Um deles foi Sérgio, morador do Projeto do Assentamento Vila Rural e beneficiário da iniciativa.
“Mercado quase não ‘pegava’. O que a gente conseguia levar, as pessoas tinham medo de comprar. Foi muito complicado”, relembra. “Agora a Rota ajuda a gente a não perder produto, conseguindo entregar em mercados grandes, lugares que a gente não entregava nem antes.”
O trabalho contribui para evitar o desabastecimento de alimentos de alta qualidade e fundamentais no fortalecimento da imunidade da população da cidade, onde a maior parte dos mercados é abastecida por produtos provenientes de fora do estado.
Com um protocolo de segurança com práticas de distanciamento social, uso de equipamentos de proteção e a higienização correta de todos os materiais, o projeto assegura a manutenção do fornecimento dos produtos nos mercados locais.
Em paralelo, também contribui para diminuição dos riscos de exposição dos agricultores familiares ao coronavírus ao evitar o deslocamento das famílias até a cidade.
DIFICULDADES ANTERIORES
A necessidade do apoio aos agricultores familiares na região não surgiu com o novo vírus.
“O comércio, serviço e circulação de produtos principalmente entre a área rural e urbana é muito deficitária”, define Eduardo Darvin, coordenador do Programa de Negócios Sociais do ICV e um dos coordenadores da Rota Local.
As condições precárias das estradas, que na época chuvosa dificultam ainda mais a locomoção, a falta de serviços de logística e as dificuldades de negociação pelo escasso ou inexistente acesso à internet motivaram o surgimento da iniciativa.
Atualmente, a Rota Local atua diariamente na negociação, busca e entrega dos produtos em Alta Floresta, principal centro urbano da região.
Todo o processo é conduzido pelos técnicos do ICV em parceria e diálogo com os produtores e produtoras envolvidos.

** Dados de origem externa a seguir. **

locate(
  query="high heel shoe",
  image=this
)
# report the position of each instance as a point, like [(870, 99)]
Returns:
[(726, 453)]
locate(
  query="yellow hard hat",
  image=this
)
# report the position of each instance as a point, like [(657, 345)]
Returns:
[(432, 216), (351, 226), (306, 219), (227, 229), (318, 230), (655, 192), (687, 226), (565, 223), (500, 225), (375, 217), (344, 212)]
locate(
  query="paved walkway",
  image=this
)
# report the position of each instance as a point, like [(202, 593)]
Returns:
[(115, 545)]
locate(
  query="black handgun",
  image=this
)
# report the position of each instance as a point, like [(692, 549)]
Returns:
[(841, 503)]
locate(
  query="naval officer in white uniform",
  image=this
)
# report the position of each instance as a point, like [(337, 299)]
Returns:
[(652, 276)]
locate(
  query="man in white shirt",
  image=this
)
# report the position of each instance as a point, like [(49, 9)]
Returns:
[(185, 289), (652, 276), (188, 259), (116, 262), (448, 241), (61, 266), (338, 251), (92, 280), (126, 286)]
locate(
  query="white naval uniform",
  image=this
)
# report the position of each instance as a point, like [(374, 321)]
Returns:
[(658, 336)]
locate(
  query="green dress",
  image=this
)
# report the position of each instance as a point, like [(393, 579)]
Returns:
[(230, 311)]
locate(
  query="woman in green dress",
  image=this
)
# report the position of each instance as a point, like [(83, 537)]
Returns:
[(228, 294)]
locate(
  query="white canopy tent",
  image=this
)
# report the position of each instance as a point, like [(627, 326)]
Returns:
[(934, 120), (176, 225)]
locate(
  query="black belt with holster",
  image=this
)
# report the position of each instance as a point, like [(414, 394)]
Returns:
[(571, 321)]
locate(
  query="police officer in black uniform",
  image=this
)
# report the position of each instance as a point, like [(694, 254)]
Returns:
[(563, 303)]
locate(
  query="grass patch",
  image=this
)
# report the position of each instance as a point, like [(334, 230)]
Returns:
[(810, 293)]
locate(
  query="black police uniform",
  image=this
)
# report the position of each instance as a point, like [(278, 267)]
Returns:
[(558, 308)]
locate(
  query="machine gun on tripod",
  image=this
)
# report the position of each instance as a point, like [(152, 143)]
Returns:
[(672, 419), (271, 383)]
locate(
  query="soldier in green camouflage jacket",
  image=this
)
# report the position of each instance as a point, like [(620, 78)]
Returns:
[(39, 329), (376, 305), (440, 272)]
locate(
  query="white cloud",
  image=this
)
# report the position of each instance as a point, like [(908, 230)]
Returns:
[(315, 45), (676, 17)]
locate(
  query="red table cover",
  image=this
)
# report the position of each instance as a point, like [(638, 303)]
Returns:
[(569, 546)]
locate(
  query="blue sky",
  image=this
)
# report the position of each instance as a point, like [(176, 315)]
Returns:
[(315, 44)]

“Somado a isso, a agricultura familiar é descapitalizada e conta com pouco ou nenhum apoio dos órgãos públicos. Assim, escoar a produção e fazer toda a logística para que o produto saia da propriedade e chegue na mesa do consumidor é um grande gargalo na região”, diz.
Em 2020, a iniciativa inovadora chegou a ser finalista do Prêmio Juventude Rural Inovadora na América Latina e no Caribe na categoria de ‘Inclusão Financeira’.
Sullivan da Silva, agricultor do município de Paranaíta e presidente da Cooperativa de Hortifrutigranjeiros (Coopervila), afirma que a Rota Local contribuiu para o não agravamento da situação de crise.
“Fez com que a gente não sentisse tanto os efeitos nas vendas. Resolvendo a questão da logística, a gente consegue ter mais tempo e se dedicar aos outros mercados mais próximos”, avalia.
Para Eduardo, os resultados do primeiro ano de projeto são animadores e significativos diante do contexto atual. “Principalmente dentro da realidade que enfrentamos, onde existe uma cadeia agroalimentar que oprime os produtores e em um local em que grande parte dos alimentos vem de outras regiões do país”, resume.